David Grossman
Saturday 6 June 2009
16:00
AUTHOR
DAVID GROSSMAN
Israel also has a “Big Three” when it comes to literature, and David Grossman (1954) is one of them (alongside Amos Oz and A.B. Yehoshua). He is known for, among others, Zie: liefde, Het zigzagkind, De stem van Tamar (filmed as Someone to Run With) and Haar lichaam weet het. Recently, his essays on literature and politics have attracted much attention. The collection, titled Writing in the Dark, includes Grossman’s famous 2006 speech, delivered at the commemoration of the assassination of former Prime Minister Rabin.
In his new novel Een vrouw op de vlucht voor een bericht, he does not explicitly address the issues that so often make the headlines in Israel, but instead aims to make tangible what it means for individuals to live in a country like Israel—a country where everything one does takes place against the backdrop of “the situation”, and where a sense of conflict, fear and uncertainty is ever-present.
Een vrouw op de vlucht voor een bericht tells the story of a mother who sees her son go off to war and tries to protect him by thinking and talking about him as much as possible.
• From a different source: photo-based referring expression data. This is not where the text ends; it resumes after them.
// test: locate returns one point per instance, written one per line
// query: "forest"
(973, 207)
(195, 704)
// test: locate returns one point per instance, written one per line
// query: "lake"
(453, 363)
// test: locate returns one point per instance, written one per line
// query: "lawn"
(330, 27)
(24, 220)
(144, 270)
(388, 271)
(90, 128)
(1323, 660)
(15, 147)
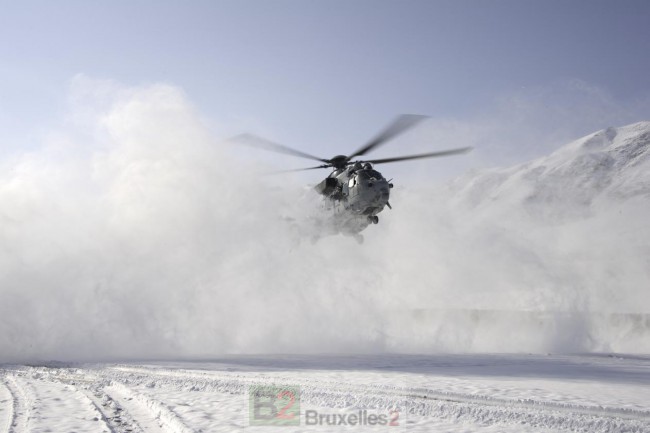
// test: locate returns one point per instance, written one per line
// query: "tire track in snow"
(415, 401)
(20, 406)
(122, 410)
(166, 417)
(92, 388)
(6, 407)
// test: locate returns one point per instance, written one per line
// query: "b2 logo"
(274, 405)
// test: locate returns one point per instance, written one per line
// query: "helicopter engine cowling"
(328, 186)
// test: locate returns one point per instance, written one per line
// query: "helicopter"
(354, 191)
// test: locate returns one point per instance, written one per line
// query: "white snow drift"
(136, 234)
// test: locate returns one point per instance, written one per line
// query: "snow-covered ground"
(455, 393)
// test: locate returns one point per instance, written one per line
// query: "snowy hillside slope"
(578, 180)
(554, 253)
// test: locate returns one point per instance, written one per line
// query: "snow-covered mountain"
(580, 179)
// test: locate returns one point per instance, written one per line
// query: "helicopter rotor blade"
(422, 155)
(301, 169)
(262, 143)
(398, 126)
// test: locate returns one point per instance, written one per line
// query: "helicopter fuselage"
(356, 196)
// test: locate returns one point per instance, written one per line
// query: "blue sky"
(326, 75)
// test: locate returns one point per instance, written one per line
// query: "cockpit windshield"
(369, 174)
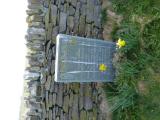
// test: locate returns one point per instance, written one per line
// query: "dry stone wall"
(46, 99)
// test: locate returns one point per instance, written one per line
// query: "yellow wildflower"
(121, 43)
(102, 67)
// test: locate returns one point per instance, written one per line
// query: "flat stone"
(43, 77)
(83, 9)
(33, 46)
(66, 104)
(97, 18)
(34, 18)
(83, 1)
(33, 12)
(82, 25)
(62, 24)
(50, 99)
(33, 90)
(75, 113)
(83, 115)
(36, 24)
(76, 18)
(60, 96)
(54, 13)
(71, 10)
(31, 75)
(74, 2)
(75, 87)
(35, 1)
(48, 47)
(95, 32)
(35, 6)
(54, 113)
(47, 100)
(54, 98)
(55, 32)
(90, 11)
(33, 69)
(53, 67)
(50, 115)
(43, 110)
(71, 99)
(34, 30)
(70, 22)
(48, 83)
(88, 97)
(34, 37)
(88, 104)
(88, 30)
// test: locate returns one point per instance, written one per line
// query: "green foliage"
(139, 61)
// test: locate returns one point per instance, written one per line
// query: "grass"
(136, 93)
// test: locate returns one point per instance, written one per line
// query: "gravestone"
(81, 59)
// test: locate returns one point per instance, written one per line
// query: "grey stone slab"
(63, 22)
(78, 59)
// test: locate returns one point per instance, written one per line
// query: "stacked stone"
(49, 100)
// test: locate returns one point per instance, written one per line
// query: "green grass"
(136, 93)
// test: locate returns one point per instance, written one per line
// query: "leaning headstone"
(81, 59)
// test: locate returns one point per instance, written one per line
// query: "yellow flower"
(121, 43)
(102, 67)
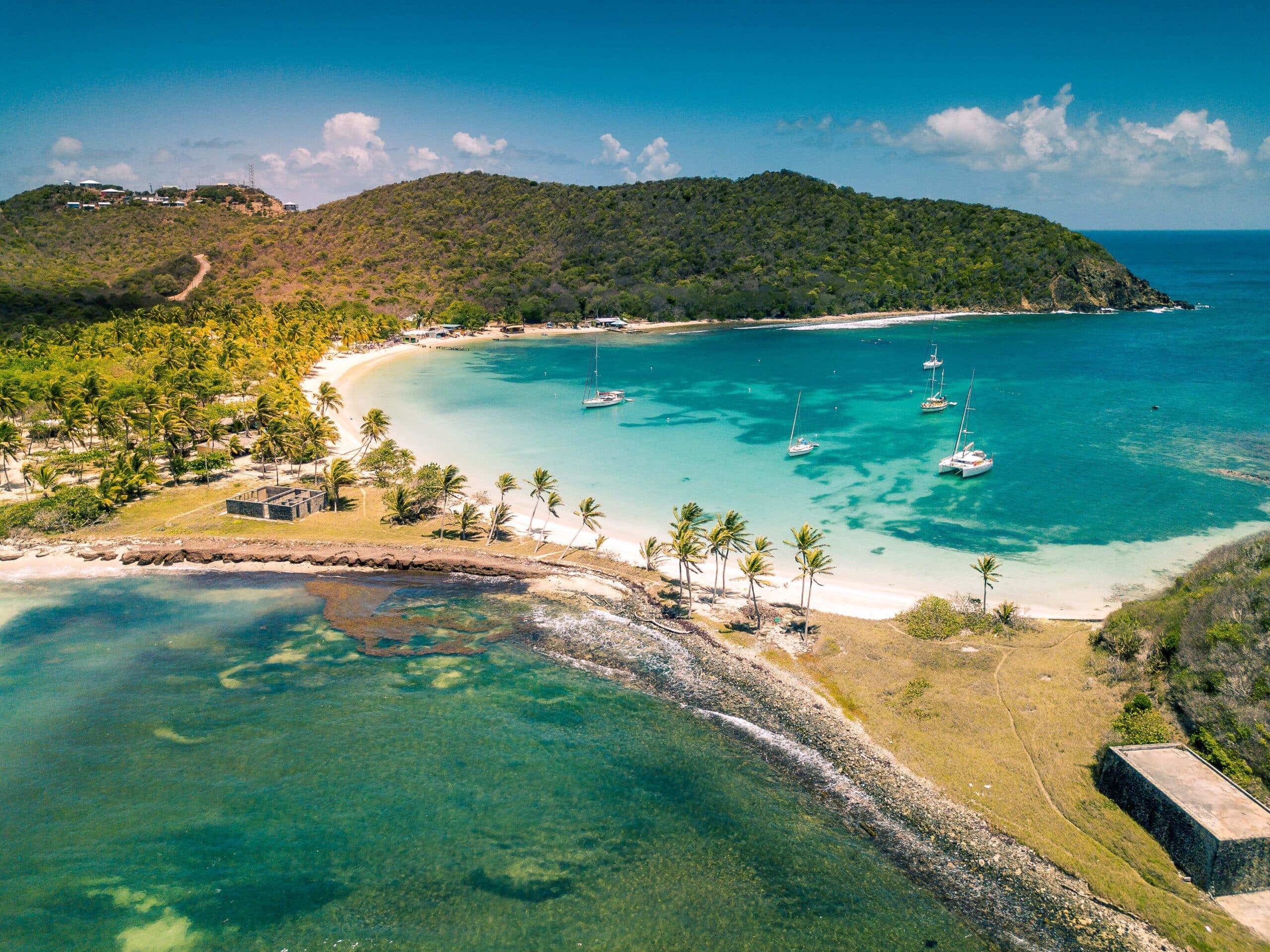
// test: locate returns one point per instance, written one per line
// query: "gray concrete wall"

She does so during a journey through Israel; she has left her home so as not to have to hear what is happening to her son.
This perspective results in an epic about the Israeli condition since 1967. The story is inspired by Grossman’s own experience; tragically, his son was killed while serving his military duty. The novel was largely finished by then, but, as Grossman writes in the afterword, “the echo chamber of reality in which the final version was created had changed more than ever before.”
Een vrouw op de vlucht voor een bericht is considered in Israel to be one of the most important books of the past decade. During BorderKitchen, David Grossman is interviewed about his novel by Marcel Möring.